6 Single Merged File

Data Scoring

At this stage of data processing you have created multiple data files containing the task scores, reliabilities, and other variables for each task. The next step is to create a single merged data file containing the primary task scores for each task that you will be performing data analysis on. We can also create data files with the reliabilities, administration times, and a log of the data cleaning steps.

You can download an R script template to score tidy raw data files:

englelab::get_template(score_script = TRUE)

Setup

# ---- Setup ------------------
# packages
library(here)
library(readr)
library(dplyr)
library(purrr)
library(tidyr)

# directories
import_dir <- "data/scored"
output_dir <- "data"

# file names
output_scores <- "TaskScores.csv"
output_reliabilities <- "Reliabilities.csv"
output_admintimes <- "AdminTimes.csv"
output_datacleaning <- "DataCleaning_log.csv"
# -----------------------------

Import

To import and merge multiple data frames we can use purrr::map() |> purrr:reduce()

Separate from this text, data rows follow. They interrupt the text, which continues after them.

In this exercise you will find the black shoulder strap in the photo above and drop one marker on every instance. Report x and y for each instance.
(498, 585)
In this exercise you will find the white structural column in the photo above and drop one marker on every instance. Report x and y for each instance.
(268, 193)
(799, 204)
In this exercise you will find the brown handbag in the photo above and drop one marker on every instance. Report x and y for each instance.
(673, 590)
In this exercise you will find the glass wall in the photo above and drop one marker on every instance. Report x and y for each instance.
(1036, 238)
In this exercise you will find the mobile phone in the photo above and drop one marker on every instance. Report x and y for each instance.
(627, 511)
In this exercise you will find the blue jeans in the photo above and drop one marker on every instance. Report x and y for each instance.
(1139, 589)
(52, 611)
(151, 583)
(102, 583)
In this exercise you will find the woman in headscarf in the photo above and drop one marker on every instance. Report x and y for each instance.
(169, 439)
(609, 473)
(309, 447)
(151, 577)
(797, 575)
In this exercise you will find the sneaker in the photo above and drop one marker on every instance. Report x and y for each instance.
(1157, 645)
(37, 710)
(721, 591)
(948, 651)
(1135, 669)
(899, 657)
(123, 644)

# ---- Import Data ------------
files <- list.files(here(import_dir), pattern = "Scores", full.names = TRUE)
data_import <- files |>
  map(read_csv) |>
  reduce(full_join, by = "Subject")
# -----------------------------

Task Scores

# ---- Select Variables -------
data_scores <- data_import |>
  select(Subject) |>
  filter()

# list of final subjects
subjlist <- select(data_scores, Subject)
# -----------------------------

At this step, you may also want to filter out subjects that have missing data on specific tasks, or too much missing data across all the tasks.

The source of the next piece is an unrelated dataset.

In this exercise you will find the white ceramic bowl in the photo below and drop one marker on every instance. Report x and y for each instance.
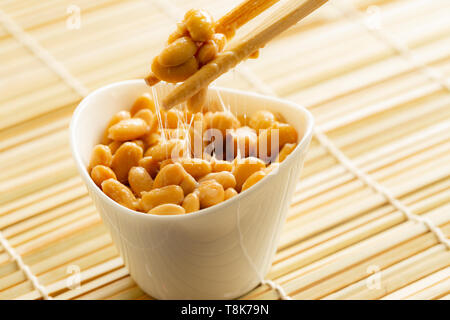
(220, 252)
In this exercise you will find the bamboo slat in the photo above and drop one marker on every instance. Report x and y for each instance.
(385, 112)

I advise creating a final subject list of all subjects that made it to this state of data processing.

Reliabilities

# ---- Reliabilities ----------
data_reliabilities <- data_import |>
  select(contains("splithalf"), contains("cronbach_alpha")) |>
  drop_na() |>
  distinct() |>
  pivot_longer(everything(),
               names_to = c("Task", "metric"),
               names_pattern = "(\\w+.\\w+).(\\w+)",
               values_to = "value") |>
  pivot_wider(id_col = Task,
              names_from = metric,
              values_from = value)
# -----------------------------

The code in pivot_longer(names_pattern = "(\\w+.\\w+).(\\w+)") follows a specific naming scheme used for column names. Underscores (optional) can be used for task names and column descriptions, but a period (required) is ONLY used to separate the task name / description from the description of the task score type / what the value represents (e.g., RT = reaction time, splithalf = split-half reliability)

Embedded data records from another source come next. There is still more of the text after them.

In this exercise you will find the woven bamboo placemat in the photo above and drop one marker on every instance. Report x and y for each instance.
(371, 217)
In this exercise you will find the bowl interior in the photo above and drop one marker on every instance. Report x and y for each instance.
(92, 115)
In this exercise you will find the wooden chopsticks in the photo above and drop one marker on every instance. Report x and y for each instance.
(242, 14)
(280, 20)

Task_Name_MoreStuff.ScoreType

e.g., StroopDL_Last4Rev.ResponseDeadline, VAorient_S.k, Antisaccade.ACC

This should also be used for reliabilities and admin times:

e.g., StroopDL_Last4Rev.splithalf, StroopDL.AdminTime

Admin Times

# ---- Admin Times ------------
data_merge <- data_import |>
  select(contains("AdminTime")) |>
  summarise_all(list(mean = mean, sd = sd), na.rm = TRUE) |>
  pivot_longer(everything(),
               names_to = c("Task", "metric"),
               names_pattern = "(\\w+.\\w+).(\\w+)",
               values_to = "value") |>
  mutate(value = round(value, 3)) |>
  pivot_wider(id_col = Task,
              names_from = metric,
              names_prefix = "AdminTime.",
              values_from = "value")
# -----------------------------

Data Cleaning Log

There will be two sets of cleaning logs we need to import

Problematic subjects
Outliers

# ---- Data Cleaning Log ------
# problematic subjects
data_problematic <- list.files(here("data/logs"), 
                                 pattern = "problematic", 
                                 full.names = TRUE) %>%
  map(read_csv) |>
  map(function(x) {
    reframe(x, tibble(Task = gsub("\\..*", "", colnames(select(x, 2))), 
                       Problematic_Removed = nrow(x)))
  }) |>
  bind_rows()

# outliers
data_outliers <- list.files(here("data/logs"), 
                                 pattern = "outliers", 
                                 full.names = TRUE) %>%
  map(read_csv) |>
  map(function(x) {
    reframe(x, tibble(Task = gsub("\\..*", "", colnames(select(x, 2))),
                      Outliers_Removed = nrow(x),
                      Outliers_Passes = max(pull(x, Pass))))
  }) |>
  bind_rows()

# merge
data_log <- merge(data_problematic, data_outliers, by = "Task", all = TRUE)
# -----------------------------

Save Data

# ---- Save Data --------------
write_csv(data_scores, here(output_dir, output_scores))
write_csv(data_reliabilities, here(output_dir, output_reliabilities))
write_csv(data_reliabilities, here(output_dir, output_admintimes))
write_csv(data_log, here(output_dir, output_datacleaning))
write_csv(subjlist, here(output_dir, "subjlist_final.csv"))
# -----------------------------

rm(list = ls())